Mais aussi, de fausses copies circulent en abondance. Le marché des LCS est très rentable à qui sait profiter de la crédulité des gens. SLG détient un faux, mais il refuse de l'admettre. Il parait que sa copie aurait été recopiée par un extra-terrestre, et ce pour un prix très terrestre. Un ancien de Nantes aurait également dépensé une fortune pour une de ces fausses copies croyant détenir un vrai Nécronomicon. Une prêtresse gothique de Paris aurait même été jusqu'à tourner dans des films de série Z pour détenir un de ces "fausses" duplicatas.

Au cours des siècles, les livres sont quelques fois tombés dans des mains peu recommandables. Et même si des lecteurs sont parvenus à transcender leur condition humaine, ils n'étaient pas pour autant d'une bonne nature. Ils ont utilisé leur savoir sur la voie du mal et ont recopié (d'autres traduits) les livres des cinq sphères. Mais seulement, ils n'ont pas détruit la version originale qu'ils détenaient. De ce fait, le livre copié s'est imprégné des propriétés de l'ancien, mais orientées vers le mal. C'est pourquoi une légende laisse supposer qu'il existerait également des livres noirs des cinq sphères. L'on parle d'un volume relié en peau de jeunes enfants non baptisés (procédé qui n'a aucune utilité mais que certains catholiques orthodoxes du mal croyaient utile). Il existerait même un livre relié en peau de kangourou, mais personne n'en connaît la raison. On parle d'un Belge qui se serait perdu dans le désert, mais la connexion avec ce marsupiaux reste mystérieuse.

Un des livres noirs aurait été en possession d'un Caïnite (sous-groupe gnostique vénérant les caractères rebelles de la Bible) qui se serait réfugié dans un village irlandais lors des persécutions lancées par le Vatican. Ce livre s'est transmis à travers sa progéniture pendant plusieurs générations. Des années plus tard, un viking à la force sauvage et en compagnie de ses hommes, aurait pillé cette petite communauté. Après être rentré sur sa terre natale, il aurait revendu ce livre à un moine itinérant dont l'identité reste mystérieuse. On sait juste qu'il avait une tendance mégalomane et qu'il se prenait pour Dieu. Le livre est resté secret pendant des siècles et on le retrouve beaucoup plus tard chez Aleister Crowley qui ne serait pas parvenu à le comprendre suffisamment pour pouvoir le reproduire. Une autre version des faits souligne qu'il aurait été trop arrogant pour reconnaître la qualité de ce livre traditionnel et qu'il aurait tenté de le corriger à sa manière. Cette correction était tellement mauvaise qu'il l'a mentionné très rarement dans sa vie. Des années après, l'original aurait été dérobé par une de ses concubines (une vraie louve d'après mes informations) et on ne sait pas ce qu'elle en a fait. On n'est même pas certain qu'elle se soit rendue compte de l'importance de ce qu'elle avait volé. Il paraît que la correction de Crowley est toujours dans son château, cachée dans une crypte. Le guitariste de Led Zeppelin, Jimmy Page, aurait même racheté le château de Crowley en raison de ce livre. Il aurait tenté de le traduire en notes de musique, mais c'était un échec. Il travaillerait toujours dessus.

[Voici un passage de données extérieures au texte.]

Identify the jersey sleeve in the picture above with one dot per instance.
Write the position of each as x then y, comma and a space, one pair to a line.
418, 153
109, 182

Si cinq LCS et cinq LCS noirs sont en circulation, un équilibre important et vital serait maintenu dans le monde. La nature de cet équilibre reste toujours mystérieuse, mais il parait que grâce à celui-ci, un âge d'or du monde aurait duré pendant quelques décennies. Personne n'est parvenu à identifier adéquatement la nature et la période de cet âge d'or. De plus, je n'ai trouvé aucune référence sur l'idée qu'il ne puisse exister que des LCS "blancs" en circulation. Un juriste à l'âme chevaleresque suppose qu'on pourrait s'attendre à un retour au jardin paradisiaque. Est-ce possible ou est-ce à nouveau une vision romantique ?

Une légende laisse entendre que lorsque le nombre des LCS noirs dépasse un multiple de cinq, quelque part dans l'univers, un soleil s'éteint. L'énergie dégagée par la rupture de cet équilibre est si forte qu'elle affecte le reste de l'univers. Quelques astres se sont déjà transformés en trous noirs pour cette raison. Le nôtre pourrait également suivre un tel processus si la reproduction des LCS noirs ne prend pas fin.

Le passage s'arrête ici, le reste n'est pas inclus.